Following the closing of the Initial Public Offering on March 28, 2022 and the exercise of the over-allotment option on March 30, 2022, an amount of $116,150,000 from the net proceeds was placed in the Trust Account. Transaction costs amounted to $3,803,330 consisting of $2,300,000 of underwriting fees, and $1,503,330 of other costs.
As of December 31, 2022 and December 31, 2021, we had $117,724,476 and $0 investments held in the Trust Account, respectively. We intend to use substantially all of the funds held in the Trust Account to complete our Business Combination. To the extent that our shares or debt is used, in whole or in part, as consideration to complete our Business Combination, the remaining proceeds held in the Trust Account will be used as working capital to finance the operations of the post-Business Combination entity, make other acquisitions and pursue our growth strategies.
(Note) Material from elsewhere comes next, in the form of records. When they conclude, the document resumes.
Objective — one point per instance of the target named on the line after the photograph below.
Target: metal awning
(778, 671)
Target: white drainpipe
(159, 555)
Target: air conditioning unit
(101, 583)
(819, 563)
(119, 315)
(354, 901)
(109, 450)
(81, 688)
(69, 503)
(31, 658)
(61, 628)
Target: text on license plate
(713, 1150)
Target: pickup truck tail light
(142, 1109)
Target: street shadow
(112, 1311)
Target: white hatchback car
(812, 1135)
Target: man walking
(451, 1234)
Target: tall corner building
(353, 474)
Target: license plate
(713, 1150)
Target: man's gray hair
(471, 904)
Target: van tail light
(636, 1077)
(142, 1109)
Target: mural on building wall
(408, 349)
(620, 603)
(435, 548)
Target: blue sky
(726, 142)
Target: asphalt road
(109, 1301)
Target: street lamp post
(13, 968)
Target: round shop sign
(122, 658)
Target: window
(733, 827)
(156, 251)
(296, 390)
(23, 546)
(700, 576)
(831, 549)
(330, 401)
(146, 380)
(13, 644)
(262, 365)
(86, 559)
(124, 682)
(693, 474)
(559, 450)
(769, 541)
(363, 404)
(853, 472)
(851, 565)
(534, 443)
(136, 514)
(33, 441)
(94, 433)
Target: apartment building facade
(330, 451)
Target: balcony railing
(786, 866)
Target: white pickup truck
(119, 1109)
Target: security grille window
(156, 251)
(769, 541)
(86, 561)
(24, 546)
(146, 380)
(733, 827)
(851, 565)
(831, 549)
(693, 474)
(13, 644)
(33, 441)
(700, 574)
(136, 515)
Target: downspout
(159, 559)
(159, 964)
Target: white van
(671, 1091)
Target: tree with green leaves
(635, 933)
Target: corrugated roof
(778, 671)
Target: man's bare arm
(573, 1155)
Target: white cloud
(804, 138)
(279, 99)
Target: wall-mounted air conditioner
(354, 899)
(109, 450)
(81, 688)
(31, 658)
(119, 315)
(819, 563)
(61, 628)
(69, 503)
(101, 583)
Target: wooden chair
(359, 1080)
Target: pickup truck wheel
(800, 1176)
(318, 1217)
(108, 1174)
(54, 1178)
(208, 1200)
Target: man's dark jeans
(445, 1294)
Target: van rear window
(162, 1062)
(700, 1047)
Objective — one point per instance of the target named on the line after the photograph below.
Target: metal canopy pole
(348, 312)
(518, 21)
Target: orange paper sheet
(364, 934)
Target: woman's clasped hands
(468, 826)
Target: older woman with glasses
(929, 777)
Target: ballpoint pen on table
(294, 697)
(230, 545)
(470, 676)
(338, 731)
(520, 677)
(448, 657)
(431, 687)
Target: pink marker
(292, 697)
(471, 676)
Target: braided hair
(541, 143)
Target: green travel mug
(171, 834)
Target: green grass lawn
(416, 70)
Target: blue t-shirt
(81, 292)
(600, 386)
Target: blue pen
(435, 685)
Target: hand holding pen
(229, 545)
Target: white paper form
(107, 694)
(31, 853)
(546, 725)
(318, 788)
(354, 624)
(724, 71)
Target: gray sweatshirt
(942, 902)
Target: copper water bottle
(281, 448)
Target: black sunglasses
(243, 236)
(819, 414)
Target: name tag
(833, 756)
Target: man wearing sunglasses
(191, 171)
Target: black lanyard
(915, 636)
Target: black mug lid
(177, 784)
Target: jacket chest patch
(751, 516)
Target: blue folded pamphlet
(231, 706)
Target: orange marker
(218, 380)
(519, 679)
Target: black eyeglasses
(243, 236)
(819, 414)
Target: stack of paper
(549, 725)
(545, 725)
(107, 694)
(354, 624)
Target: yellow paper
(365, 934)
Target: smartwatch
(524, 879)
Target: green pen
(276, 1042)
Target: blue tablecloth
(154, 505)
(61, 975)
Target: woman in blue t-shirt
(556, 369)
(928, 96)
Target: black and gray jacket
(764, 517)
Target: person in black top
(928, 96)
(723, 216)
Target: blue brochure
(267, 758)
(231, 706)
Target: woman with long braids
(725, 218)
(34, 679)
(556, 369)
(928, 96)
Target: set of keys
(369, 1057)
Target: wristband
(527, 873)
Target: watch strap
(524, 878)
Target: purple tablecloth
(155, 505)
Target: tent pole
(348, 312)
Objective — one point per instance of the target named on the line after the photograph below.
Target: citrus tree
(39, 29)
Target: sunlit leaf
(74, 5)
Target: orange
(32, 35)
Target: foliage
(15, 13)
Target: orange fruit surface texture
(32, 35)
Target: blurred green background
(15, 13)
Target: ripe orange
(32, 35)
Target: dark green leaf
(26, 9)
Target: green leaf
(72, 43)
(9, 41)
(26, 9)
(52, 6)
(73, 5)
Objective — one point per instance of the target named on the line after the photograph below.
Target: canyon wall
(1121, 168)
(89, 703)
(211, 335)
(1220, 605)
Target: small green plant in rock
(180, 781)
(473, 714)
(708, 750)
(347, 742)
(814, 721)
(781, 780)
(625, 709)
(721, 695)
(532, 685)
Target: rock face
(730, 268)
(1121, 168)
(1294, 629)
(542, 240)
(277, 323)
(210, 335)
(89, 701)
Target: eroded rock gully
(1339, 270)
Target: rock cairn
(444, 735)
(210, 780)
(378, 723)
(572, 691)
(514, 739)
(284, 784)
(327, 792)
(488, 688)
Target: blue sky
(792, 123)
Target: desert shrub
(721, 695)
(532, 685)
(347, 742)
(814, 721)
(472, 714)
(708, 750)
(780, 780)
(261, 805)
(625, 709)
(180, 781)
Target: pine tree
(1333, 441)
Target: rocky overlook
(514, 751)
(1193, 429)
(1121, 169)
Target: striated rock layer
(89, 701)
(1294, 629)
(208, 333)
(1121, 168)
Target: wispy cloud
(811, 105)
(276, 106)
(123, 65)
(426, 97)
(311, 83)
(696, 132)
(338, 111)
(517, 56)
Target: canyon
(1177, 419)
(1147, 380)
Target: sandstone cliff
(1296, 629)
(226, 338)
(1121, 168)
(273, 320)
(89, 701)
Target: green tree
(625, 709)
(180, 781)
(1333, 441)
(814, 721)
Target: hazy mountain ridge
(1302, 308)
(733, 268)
As of December 31, 2022 and December 31, 2021, we had cash of $19,759 and $0 held outside of the Trust Account, respectively and had a working capital deficit of $791,577. We intend to use the funds held outside of the Trust Account primarily to identify and evaluate target businesses, perform business due diligence on prospective target businesses, travel to and from the offices, properties, or similar locations of prospective target businesses or their representative or owners, review corporate documents and material agreements of prospective target businesses, and structure, negotiate and complete a Business Combination. On March 22, 2023, the stockholders of record were provided the opportunity to exercise their redemption rights in connection with a Special Meeting. A total of 7,391,973 shares of Class A common stock were redeemed and $76,054,240 in redemption payments made in connection with the Special Meeting, leaving a total of 4,108,027 shares of Class A common stock outstanding and $42,266,506 in the Trust Account after redemptions.
In order to finance transaction costs in connection with a Business Combination, the Sponsor or an affiliate of the Sponsor or certain of the Company’s officers and directors may, but are not obligated to, loan the Company Working Capital Loans. If the Company completes a Business Combination, the Company would repay such loaned amounts. If a Business Combination does not close, the Company may use a portion of the working capital held outside the Trust Account to repay such loaned amounts but no proceeds from its Trust Account would be used for such repayment.
In connection with the Company’s assessment of going concern considerations in accordance with the authoritative guidance in Financial Accounting Standard Board (“FASB”) Accounting Standards Update (“ASU”) 2014-15, “Disclosures of Uncertainties about an Entity’s Ability to Continue as a Going Concern.” The Company has until December 28, 2023, to consummate a Business Combination. It is uncertain that the Company will be able to consummate a Business Combination by the specified period. If a Business Combination is not consummated by the Revised Extension Deadline, and the Company decides not to further extend the period of time to consummate a Business Combination, there will be a mandatory liquidation and subsequent dissolution. The liquidity condition and date for mandatory liquidation and subsequent dissolution raise substantial doubt about the Company’s ability to continue as a going concern one year from the date that these financial statements are issued. These financial statements do not include any adjustments relating to the recovery of the recorded assets or the classification of the liabilities that might be necessary should the Company be unable to continue as a going concern.